Question:

Consider the circuit shown below. A 12V battery is connected to a resistor with resistance R, and the resistor is in series with an unknown component X. The current passing through the circuit is measured as 2A.

1. Determine the equivalent resistance of the circuit.
2. Calculate the power dissipated by the resistor.
3. Determine the values of resistance R and component X.

Answer:

1. To determine the equivalent resistance of the circuit, we need to consider that resistors in series add up. Since we only have one resistor in series with the component X, the equivalent resistance can be calculated as follows:

   Req = R + RX
   

2. The power dissipated by a resistor can be calculated using the formula:

   P = I^2 * R
   

   where I is the current passing through the resistor and R is the resistance. In this case, the current passing through the resistor R is 2A. So, the power dissipated by the resistor can be calculated as:

   P = (2A)^2 * R
   

3. To determine the values of resistance R and component X, we need to use the equations derived from Kirchhoff's laws.
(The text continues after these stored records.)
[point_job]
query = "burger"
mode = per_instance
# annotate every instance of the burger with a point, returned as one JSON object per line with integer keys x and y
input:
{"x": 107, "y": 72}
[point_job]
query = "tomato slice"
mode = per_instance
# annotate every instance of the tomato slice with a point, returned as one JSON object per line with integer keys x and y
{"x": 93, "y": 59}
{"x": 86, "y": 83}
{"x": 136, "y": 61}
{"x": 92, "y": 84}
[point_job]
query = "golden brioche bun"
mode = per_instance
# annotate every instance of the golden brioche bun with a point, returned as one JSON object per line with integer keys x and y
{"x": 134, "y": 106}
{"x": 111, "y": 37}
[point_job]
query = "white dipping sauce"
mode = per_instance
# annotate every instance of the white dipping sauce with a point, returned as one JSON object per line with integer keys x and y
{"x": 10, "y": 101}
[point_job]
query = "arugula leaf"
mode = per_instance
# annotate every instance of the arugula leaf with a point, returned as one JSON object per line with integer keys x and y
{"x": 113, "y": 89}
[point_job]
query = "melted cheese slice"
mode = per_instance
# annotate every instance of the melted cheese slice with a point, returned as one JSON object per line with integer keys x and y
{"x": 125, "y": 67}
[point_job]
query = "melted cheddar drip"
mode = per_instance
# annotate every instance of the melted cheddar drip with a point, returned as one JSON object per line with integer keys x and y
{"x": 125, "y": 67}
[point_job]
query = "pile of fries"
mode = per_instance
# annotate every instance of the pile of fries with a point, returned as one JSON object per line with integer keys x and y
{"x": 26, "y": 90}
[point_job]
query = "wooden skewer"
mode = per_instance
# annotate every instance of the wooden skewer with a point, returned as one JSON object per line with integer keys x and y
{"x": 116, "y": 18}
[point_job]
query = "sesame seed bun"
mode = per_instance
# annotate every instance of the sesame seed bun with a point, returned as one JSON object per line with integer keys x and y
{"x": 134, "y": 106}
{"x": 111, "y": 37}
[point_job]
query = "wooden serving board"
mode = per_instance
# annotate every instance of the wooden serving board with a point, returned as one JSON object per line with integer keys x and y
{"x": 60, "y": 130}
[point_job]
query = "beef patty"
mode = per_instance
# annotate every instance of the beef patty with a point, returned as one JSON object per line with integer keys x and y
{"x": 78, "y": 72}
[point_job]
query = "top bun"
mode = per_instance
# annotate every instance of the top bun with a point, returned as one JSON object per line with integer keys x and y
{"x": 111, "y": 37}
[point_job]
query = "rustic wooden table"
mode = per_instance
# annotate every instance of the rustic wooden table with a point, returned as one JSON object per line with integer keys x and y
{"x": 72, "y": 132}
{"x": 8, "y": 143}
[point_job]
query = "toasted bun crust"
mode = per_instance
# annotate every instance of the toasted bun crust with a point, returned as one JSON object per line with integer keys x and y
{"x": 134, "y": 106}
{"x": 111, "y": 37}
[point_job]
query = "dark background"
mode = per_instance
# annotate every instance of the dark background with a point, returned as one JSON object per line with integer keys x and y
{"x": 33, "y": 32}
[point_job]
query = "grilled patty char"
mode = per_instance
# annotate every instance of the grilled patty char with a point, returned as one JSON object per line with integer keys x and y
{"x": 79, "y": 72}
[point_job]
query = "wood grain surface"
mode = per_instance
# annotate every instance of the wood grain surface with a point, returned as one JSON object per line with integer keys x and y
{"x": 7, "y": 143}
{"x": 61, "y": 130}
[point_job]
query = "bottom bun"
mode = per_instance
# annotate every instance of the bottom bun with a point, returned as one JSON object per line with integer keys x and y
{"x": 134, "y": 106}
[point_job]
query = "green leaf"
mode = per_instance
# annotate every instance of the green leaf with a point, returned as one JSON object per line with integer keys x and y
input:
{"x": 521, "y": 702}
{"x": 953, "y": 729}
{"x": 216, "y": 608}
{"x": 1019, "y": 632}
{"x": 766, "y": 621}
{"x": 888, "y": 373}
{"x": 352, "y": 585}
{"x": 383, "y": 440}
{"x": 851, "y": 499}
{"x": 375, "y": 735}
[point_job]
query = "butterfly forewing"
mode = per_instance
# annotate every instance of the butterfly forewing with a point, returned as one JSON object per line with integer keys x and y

First, we will calculate the resistance values.

   Using Kirchhoff's voltage law (KVL), the sum of the voltage drops across the resistor R and component X should be equal to the battery voltage:

   VR + VX = V
   R * I + RX * I = V
   

   Substituting the given values V = 12V and I = 2A, we get:

   2R + 2RX = 12
   

   Next, let's combine this equation with the equivalent resistance equation:

   Req = R + RX
   

   We can now substitute the value of Req into the previous equation:

   2(Req - RX) + 2RX = 12
   2Req = 12
   Req = 6Ω
   

   Now we have an equation with only one variable RX:

   6 = RX
   RX = 6Ω
   

   Therefore, the resistance R is 0Ω and the resistance of component X is 6Ω.

   • Resistance R: 0Ω
   • Resistance of component X: 6Ω

   It is important to note that a resistor with zero resistance represents a perfect conductor, meaning it has negligible resistance.